福井神社 由緒

 

福井藩16代の藩主で、福井藩の藩政改革を行い、明治維新の際には徳川親藩・譜代大名の尊王派の中心人物となった松平慶永(まつだいら よしなが、松平春嶽(まつだいら しゅんがく))を祀る神社として、昭和18年(1943年)に創建された。これが日本最後の別格官幣社の指定となった。

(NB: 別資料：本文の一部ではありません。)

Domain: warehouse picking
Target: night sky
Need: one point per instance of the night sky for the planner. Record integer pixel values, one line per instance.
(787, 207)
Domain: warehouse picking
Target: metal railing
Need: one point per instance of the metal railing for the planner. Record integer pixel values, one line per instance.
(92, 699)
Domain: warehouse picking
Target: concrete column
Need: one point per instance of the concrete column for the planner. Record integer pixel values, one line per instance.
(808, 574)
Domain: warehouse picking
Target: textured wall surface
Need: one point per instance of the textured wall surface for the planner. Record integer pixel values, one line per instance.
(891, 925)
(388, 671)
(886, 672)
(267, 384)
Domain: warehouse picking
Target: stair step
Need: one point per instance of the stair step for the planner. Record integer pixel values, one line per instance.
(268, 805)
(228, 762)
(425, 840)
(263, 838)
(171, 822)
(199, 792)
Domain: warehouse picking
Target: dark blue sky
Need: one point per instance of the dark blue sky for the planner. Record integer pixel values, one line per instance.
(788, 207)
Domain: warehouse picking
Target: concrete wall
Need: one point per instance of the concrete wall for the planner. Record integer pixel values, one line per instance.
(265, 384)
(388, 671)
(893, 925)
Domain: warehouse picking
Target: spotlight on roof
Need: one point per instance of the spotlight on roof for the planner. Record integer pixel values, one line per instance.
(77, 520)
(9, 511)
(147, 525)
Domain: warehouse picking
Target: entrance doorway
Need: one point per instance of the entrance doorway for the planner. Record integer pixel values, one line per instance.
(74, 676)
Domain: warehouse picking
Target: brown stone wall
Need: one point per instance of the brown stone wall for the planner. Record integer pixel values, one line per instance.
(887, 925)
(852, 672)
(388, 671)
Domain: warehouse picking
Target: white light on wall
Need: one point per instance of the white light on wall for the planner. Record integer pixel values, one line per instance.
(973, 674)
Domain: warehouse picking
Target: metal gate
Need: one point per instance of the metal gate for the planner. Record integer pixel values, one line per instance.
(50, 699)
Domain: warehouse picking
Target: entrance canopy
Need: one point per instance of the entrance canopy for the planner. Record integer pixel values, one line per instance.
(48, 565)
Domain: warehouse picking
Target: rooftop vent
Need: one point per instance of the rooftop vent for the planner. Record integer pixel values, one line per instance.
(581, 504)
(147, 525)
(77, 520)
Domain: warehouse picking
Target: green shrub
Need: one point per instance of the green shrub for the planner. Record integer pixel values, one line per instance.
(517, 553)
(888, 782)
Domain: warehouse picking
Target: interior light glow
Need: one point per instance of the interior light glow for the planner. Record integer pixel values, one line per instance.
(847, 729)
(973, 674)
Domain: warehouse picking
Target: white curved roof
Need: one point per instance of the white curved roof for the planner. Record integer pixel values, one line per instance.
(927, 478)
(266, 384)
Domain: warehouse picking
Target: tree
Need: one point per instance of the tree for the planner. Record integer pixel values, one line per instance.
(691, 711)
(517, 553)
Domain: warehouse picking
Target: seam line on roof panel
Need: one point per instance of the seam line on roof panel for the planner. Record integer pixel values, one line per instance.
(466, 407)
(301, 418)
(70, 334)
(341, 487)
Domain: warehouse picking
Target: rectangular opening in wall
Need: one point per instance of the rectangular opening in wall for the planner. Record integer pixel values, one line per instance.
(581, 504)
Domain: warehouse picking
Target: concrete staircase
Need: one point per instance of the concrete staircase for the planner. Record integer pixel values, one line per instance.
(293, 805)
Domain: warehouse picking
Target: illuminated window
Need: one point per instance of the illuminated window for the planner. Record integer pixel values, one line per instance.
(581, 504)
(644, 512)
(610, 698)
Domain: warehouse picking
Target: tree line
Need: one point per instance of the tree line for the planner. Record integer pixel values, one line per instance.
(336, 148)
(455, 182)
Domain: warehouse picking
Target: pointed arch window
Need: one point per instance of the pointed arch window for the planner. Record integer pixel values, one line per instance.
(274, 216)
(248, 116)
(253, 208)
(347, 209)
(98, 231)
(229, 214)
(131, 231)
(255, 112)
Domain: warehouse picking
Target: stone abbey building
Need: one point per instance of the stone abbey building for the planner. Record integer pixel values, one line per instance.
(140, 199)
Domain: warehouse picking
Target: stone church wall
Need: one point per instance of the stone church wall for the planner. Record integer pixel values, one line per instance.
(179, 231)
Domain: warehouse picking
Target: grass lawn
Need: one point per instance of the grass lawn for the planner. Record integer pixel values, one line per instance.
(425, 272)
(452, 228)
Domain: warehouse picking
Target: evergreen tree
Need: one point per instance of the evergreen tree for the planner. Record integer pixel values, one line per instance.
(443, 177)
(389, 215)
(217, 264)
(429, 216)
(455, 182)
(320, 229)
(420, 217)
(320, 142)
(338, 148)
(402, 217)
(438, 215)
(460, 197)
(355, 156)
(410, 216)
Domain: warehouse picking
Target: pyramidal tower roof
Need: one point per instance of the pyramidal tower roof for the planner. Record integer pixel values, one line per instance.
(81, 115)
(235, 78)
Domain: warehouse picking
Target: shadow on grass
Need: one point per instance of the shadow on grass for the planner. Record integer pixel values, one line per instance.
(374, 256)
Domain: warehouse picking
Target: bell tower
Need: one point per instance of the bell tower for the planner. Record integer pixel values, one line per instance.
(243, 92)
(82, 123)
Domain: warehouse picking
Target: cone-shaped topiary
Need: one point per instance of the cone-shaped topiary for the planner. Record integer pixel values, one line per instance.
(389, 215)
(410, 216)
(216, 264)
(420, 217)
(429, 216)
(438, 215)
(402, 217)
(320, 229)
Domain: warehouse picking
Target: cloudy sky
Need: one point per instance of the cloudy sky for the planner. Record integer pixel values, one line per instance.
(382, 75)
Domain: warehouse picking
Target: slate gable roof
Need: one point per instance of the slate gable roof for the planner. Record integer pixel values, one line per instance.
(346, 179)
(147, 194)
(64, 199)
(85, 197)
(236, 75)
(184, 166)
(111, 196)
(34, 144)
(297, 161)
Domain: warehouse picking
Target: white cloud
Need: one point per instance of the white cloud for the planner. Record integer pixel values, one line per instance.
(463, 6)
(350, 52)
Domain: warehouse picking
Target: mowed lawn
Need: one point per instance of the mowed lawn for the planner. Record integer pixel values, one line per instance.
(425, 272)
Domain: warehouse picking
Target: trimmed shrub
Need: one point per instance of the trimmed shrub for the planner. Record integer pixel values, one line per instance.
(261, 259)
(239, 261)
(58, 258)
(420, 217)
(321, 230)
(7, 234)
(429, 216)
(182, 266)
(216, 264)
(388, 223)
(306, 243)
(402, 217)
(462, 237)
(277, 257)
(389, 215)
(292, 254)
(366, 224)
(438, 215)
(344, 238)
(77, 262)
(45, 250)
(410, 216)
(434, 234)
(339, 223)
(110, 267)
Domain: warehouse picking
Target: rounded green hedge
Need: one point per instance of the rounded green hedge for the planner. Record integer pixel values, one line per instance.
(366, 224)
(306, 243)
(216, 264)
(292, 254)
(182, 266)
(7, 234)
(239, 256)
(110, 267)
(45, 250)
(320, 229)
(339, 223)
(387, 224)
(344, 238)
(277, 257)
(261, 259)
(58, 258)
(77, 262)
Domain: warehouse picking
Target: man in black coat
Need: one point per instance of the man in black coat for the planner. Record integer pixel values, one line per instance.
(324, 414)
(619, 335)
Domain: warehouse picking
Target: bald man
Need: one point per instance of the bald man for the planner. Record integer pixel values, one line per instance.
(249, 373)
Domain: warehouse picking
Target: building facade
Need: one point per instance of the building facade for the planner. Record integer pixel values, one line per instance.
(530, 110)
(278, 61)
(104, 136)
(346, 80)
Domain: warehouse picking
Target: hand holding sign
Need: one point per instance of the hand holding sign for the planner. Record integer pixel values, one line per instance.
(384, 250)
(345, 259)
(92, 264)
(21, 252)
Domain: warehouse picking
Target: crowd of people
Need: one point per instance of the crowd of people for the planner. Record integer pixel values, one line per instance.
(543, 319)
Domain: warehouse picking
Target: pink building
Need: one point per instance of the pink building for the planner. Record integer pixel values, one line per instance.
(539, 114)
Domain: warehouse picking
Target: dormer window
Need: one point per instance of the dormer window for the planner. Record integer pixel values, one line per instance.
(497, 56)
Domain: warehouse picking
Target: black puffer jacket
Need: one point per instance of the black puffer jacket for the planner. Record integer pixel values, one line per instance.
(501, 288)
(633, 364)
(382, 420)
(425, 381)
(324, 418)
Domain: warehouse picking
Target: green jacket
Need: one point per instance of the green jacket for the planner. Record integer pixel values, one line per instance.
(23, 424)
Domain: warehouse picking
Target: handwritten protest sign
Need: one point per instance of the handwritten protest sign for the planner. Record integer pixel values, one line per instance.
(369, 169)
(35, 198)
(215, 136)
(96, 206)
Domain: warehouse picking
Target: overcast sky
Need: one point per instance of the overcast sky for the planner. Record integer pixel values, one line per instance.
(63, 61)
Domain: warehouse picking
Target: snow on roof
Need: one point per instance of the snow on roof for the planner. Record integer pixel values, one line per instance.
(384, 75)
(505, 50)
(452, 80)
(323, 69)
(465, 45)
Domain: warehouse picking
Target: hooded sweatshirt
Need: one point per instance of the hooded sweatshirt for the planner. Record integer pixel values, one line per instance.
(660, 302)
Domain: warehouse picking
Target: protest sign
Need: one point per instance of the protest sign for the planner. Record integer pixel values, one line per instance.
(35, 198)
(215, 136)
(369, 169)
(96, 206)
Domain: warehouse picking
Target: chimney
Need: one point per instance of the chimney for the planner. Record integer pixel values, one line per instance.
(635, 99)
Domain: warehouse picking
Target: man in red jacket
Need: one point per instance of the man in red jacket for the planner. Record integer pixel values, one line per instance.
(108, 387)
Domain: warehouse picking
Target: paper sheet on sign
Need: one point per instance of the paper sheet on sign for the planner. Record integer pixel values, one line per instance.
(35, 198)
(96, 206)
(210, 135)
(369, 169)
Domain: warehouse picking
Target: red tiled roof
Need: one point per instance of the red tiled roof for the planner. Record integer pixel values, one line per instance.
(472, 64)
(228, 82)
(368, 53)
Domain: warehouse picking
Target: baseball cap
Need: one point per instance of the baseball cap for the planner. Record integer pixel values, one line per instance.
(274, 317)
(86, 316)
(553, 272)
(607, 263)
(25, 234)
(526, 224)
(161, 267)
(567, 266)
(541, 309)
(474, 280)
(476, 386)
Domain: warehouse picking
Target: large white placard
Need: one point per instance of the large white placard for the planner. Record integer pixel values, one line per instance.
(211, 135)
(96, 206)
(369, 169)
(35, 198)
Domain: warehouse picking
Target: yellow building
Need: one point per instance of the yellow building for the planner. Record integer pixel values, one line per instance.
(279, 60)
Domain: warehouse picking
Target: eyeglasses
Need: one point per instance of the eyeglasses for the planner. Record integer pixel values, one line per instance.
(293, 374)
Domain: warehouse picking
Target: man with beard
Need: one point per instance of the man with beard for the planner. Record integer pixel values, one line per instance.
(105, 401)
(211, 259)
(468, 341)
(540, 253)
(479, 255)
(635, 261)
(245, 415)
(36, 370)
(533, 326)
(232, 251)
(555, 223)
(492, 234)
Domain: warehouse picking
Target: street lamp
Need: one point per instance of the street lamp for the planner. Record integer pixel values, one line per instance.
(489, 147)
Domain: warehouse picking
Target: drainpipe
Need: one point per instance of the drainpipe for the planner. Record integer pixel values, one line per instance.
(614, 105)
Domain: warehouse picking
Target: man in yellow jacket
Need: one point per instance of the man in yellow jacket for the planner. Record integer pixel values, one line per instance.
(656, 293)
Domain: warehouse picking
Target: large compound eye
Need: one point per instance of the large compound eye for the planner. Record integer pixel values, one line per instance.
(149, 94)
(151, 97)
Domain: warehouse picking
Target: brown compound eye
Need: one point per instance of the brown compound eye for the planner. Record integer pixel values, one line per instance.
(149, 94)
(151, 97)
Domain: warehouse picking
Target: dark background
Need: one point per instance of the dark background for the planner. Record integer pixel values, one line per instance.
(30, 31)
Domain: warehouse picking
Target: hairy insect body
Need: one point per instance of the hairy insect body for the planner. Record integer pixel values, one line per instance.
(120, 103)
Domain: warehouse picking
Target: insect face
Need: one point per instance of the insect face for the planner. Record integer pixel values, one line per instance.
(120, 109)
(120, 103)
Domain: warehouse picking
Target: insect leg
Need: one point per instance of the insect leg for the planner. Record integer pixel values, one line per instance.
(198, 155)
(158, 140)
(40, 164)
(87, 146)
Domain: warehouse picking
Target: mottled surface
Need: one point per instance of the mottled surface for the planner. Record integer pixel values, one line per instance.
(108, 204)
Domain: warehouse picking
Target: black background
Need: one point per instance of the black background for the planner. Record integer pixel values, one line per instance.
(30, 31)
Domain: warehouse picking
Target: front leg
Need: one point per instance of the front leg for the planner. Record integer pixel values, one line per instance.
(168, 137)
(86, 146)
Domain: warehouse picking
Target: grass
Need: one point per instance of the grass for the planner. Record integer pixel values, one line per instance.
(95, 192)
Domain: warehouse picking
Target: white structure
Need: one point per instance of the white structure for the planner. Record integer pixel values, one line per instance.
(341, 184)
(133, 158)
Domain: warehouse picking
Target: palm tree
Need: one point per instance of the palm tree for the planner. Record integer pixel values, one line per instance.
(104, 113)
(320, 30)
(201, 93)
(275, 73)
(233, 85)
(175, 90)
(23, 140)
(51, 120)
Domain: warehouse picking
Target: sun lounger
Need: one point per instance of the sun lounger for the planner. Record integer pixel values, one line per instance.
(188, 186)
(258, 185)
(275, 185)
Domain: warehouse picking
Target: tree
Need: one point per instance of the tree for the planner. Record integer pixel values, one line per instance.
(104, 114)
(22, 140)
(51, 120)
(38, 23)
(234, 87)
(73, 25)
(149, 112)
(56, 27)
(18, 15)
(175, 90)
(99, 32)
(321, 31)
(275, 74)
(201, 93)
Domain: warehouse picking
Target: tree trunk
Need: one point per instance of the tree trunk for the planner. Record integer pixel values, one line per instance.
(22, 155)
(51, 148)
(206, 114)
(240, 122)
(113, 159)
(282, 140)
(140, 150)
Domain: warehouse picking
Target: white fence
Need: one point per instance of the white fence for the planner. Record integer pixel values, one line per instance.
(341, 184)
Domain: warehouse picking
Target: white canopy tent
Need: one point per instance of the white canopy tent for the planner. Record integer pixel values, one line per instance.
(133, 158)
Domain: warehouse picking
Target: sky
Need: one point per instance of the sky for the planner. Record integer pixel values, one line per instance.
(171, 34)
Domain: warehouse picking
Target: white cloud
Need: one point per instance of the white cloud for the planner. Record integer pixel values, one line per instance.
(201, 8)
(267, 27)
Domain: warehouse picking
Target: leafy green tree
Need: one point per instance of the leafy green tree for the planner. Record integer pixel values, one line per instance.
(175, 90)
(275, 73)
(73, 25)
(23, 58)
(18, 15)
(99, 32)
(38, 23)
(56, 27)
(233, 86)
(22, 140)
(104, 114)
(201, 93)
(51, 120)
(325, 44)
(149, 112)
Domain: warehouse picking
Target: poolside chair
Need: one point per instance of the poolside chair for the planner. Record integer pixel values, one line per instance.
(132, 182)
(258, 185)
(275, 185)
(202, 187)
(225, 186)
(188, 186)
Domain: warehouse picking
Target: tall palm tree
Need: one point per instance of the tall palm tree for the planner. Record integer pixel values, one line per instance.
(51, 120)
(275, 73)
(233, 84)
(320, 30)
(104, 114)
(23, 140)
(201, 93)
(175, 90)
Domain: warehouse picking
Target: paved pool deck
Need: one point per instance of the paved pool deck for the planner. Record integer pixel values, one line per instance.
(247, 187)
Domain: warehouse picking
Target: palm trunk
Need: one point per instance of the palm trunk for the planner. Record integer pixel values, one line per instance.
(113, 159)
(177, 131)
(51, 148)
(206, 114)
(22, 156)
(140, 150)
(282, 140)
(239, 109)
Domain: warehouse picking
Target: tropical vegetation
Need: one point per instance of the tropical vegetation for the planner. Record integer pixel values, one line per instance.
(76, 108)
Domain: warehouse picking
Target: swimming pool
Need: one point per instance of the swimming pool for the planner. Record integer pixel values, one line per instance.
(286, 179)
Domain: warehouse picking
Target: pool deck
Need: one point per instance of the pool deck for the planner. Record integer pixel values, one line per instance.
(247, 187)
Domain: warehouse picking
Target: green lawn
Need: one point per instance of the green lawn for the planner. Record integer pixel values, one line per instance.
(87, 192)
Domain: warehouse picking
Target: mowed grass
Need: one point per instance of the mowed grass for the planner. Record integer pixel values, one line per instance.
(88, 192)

社殿は総檜造りであったが、創建からわずか2年後の昭和20年(1945年)7月19日の第二次世界大戦の戦災で焼失した。昭和32年(1957年福井大学工学部の設計により再建された。総コンクリート造りで、表面はコンクリート打ち放し神明造を大幅に変形した傾斜の無いフラットな屋根という、一般的な神社とは大きく異なる独特の様式で全ての建物が統一されている。社殿前の大鳥居(二の鳥居)も、同じく福井大学工学部の設計によって再建されたもので、貫(ぬき)がない特殊な形をしている。



境内の摂社・恒道神社には、幕末の福井藩士、中根靱負なかね ゆきえ。号 雪江(ゆきえ))・鈴木主税すずき ちから。号 純渕)・橋本佐内(号 景岳(けいがく))が祀られている。